Warum die Kirche mit den Nazis einen Pakt schloss

Vor 80 Jahren schlossen die katholische Kirche und Hitler-Deutschland den ersten völkerrechtlichen Vertrag des Dritten Reiches. Der Zeithistoriker Thomas Brechenmacher erklärt, wie es dazu kam.
Leitender Redakteur Geschichte
Mit versteinerten Mienen lassen sich der Vizekanzler Hitlers, Franz von Papen (2. v.l.) und Kardinalstaatssekretär Eugenio Pacelli (3.v.r.) nach der Unterzeichnung des Reichskonkordats am 20. Juli 19033 fotografieren Mit versteinerten Mienen lassen sich der Vizekanzler Hitlers, Franz von Papen (2. v.l.) und Kardinalstaatssekretär Eugenio Pacelli (3.v.r.) nach der Unterzeichnung des Reichskonkordats am 20. Juli 19033 fotografieren
Mit versteinerten Mienen lassen sich der Vizekanzler Hitlers, Franz von Papen (2. v. l.) und Kardinalstaatssekretär Eugenio Pacelli (3. v. r.) nach der Unterzeichnung des Reichskon...kordats am 20. Juli 1933 fotografieren.
Quelle: picture-alliance / akg-images

Es war der erste außenpolitische Erfolg der Regierung Hitler: Am 20. Juli 1933 unterzeichneten Kardinalstaatssekretär Eugenio Pacelli, ab 1939 Papst Pius XII., und Vizekanzler Franz von Papen in Rom das Reichskonkordat zwischen dem Vatikan und Deutschland. Es beendete formal die jahrzehntelangen Auseinandersetzungen des preußisch-protestantisch geprägten deutschen Nationalstaates und der übernationalen katholischen Kirche. Gut zwei Wochen vor der Unterschrift unter das Konkordat hatte sich die Deutsche Zentrumspartei, seit 1870 die entscheidende Kraft des politischen Katholizismus, selbst aufgelöst. Seit vielen Jahren schon forscht der Historiker Thomas Brechenmacher über die Umstände dieses Reichskonkordats. Der Professor für Neuere Geschichte an der Universität Potsdam hat persönlich die Unterlagen im berühmt-berüchtigten „Geheimarchiv“ des Vatikan gesehen und ausgewertet.

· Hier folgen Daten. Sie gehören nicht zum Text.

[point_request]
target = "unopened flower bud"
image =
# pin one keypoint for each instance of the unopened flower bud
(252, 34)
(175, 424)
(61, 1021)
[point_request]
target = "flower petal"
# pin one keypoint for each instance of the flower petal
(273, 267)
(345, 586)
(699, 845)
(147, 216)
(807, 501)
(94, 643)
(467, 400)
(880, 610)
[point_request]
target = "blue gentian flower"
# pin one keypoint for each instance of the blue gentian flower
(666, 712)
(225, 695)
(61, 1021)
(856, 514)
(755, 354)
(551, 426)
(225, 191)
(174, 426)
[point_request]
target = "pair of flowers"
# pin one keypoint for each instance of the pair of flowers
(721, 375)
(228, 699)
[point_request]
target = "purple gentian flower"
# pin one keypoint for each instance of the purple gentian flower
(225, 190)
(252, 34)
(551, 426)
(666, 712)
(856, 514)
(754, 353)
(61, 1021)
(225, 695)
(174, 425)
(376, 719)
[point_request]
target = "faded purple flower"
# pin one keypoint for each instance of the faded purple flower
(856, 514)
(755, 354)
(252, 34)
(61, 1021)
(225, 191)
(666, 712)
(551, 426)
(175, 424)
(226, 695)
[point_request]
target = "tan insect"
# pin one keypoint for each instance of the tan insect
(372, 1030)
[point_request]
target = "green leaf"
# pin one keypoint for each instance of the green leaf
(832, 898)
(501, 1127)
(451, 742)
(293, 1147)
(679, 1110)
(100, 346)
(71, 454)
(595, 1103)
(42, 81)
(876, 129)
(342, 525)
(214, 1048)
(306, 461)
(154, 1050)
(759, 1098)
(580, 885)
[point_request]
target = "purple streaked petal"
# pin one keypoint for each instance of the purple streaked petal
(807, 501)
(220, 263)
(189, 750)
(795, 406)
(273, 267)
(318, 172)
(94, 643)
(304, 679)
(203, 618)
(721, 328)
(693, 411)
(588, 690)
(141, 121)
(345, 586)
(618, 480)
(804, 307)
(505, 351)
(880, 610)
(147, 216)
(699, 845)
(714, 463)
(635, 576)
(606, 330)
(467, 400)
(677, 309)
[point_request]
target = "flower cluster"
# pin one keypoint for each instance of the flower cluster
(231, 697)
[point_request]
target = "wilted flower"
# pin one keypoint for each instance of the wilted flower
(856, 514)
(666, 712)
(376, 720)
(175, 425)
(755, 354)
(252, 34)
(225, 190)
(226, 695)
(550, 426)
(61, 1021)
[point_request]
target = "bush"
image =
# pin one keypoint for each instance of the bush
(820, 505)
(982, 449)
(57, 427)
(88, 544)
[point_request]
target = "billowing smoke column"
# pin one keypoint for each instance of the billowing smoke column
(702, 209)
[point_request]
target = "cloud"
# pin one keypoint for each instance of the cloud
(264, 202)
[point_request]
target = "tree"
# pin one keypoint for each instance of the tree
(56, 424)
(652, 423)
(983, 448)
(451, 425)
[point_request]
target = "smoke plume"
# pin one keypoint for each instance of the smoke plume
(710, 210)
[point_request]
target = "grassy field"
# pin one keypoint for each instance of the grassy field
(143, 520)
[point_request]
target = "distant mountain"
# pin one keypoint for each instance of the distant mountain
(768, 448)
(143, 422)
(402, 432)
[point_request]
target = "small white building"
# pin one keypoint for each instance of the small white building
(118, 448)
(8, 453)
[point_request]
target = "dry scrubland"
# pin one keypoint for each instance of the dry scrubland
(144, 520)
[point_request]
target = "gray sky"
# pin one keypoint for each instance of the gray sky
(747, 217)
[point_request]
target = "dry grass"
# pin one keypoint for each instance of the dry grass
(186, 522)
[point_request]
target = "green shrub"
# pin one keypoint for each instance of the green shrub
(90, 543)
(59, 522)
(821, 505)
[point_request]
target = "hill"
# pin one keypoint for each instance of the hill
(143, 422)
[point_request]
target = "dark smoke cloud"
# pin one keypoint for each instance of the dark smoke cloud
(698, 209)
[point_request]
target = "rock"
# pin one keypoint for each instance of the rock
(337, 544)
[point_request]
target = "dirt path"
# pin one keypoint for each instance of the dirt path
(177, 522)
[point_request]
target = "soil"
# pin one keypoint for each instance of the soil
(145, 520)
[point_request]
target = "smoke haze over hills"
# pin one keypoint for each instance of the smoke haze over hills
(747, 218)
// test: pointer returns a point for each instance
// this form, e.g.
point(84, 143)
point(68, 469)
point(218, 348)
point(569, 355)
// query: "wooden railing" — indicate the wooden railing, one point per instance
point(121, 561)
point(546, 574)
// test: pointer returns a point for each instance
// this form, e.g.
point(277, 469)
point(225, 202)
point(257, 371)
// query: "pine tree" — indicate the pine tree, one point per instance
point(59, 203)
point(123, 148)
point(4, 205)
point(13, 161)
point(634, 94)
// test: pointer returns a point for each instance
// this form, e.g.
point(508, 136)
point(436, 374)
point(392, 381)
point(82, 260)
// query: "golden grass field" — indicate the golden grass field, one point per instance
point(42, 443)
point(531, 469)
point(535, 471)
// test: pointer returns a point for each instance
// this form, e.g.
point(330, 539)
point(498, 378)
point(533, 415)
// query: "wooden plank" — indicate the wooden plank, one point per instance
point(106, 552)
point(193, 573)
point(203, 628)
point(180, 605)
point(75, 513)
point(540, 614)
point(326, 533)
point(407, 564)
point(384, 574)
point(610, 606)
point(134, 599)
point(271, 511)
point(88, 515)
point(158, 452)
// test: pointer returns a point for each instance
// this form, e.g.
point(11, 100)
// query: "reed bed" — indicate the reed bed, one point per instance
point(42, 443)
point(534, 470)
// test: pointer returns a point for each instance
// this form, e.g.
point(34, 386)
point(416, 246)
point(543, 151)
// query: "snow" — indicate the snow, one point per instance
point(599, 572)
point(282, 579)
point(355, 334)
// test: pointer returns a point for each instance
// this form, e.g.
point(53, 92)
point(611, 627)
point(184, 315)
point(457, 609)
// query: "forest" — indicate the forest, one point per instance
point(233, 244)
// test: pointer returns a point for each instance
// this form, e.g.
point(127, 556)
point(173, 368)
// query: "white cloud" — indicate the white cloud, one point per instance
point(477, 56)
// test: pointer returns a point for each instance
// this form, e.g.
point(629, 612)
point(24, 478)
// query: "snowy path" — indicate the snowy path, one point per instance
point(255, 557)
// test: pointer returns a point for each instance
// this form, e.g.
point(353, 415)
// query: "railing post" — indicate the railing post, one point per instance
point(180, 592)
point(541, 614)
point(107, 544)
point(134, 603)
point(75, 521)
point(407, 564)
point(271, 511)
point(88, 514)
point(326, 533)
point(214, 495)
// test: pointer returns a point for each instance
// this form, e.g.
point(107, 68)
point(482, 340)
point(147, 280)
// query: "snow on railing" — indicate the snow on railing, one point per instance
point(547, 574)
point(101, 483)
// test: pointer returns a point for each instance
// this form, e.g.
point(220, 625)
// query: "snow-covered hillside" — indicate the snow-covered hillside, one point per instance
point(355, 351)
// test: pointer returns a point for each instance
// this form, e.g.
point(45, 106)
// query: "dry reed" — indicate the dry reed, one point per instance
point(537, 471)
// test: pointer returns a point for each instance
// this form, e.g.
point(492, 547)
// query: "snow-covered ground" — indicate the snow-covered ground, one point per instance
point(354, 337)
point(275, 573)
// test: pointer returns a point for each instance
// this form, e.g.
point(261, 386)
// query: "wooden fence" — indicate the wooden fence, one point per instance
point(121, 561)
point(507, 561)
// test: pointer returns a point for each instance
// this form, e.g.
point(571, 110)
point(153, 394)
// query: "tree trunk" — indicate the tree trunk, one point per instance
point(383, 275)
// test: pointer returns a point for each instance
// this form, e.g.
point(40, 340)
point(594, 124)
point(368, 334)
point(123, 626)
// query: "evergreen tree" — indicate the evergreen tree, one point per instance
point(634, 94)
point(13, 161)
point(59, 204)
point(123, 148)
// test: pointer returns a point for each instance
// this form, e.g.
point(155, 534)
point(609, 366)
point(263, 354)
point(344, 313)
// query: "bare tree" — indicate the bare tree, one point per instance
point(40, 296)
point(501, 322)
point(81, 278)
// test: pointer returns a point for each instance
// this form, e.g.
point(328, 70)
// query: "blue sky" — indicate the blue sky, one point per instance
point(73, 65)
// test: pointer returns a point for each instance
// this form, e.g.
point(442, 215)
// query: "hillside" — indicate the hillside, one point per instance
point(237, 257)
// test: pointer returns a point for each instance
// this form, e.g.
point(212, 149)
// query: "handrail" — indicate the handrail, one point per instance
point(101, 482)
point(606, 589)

Die Welt: Was war das Reichskonkordat nun wirklich – Hitlers Dank für die Zustimmung der Zentrumspartei zum Ermächtigungsgesetz vier Monate zuvor? Oder der Versuch, der katholischen Kirche in Deutschland eine formalrechtliche Grundlage für die Abwehr des nationalsozialistischen Totalitätsanspruchs zu geben?

Thomas Brechenmacher: Eindeutig Letzteres. Um mit Konrad Repgen zu sprechen: Das Reichskonkordat war die „vertragsrechtliche Form der Nichtanpassung der Katholischen Kirche an das Dritte Reich“. Dagegen hat die Zustimmung der Zentrumspartei zum Ermächtigungsgesetz mit dem Reichskonkordat nichts zu tun. Schon gar nicht war das Reichskonkordat ein „Geschenk Hitlers“, sondern ein von beiden Seiten äußerst hart verhandelter völkerrechtlicher Vertrag.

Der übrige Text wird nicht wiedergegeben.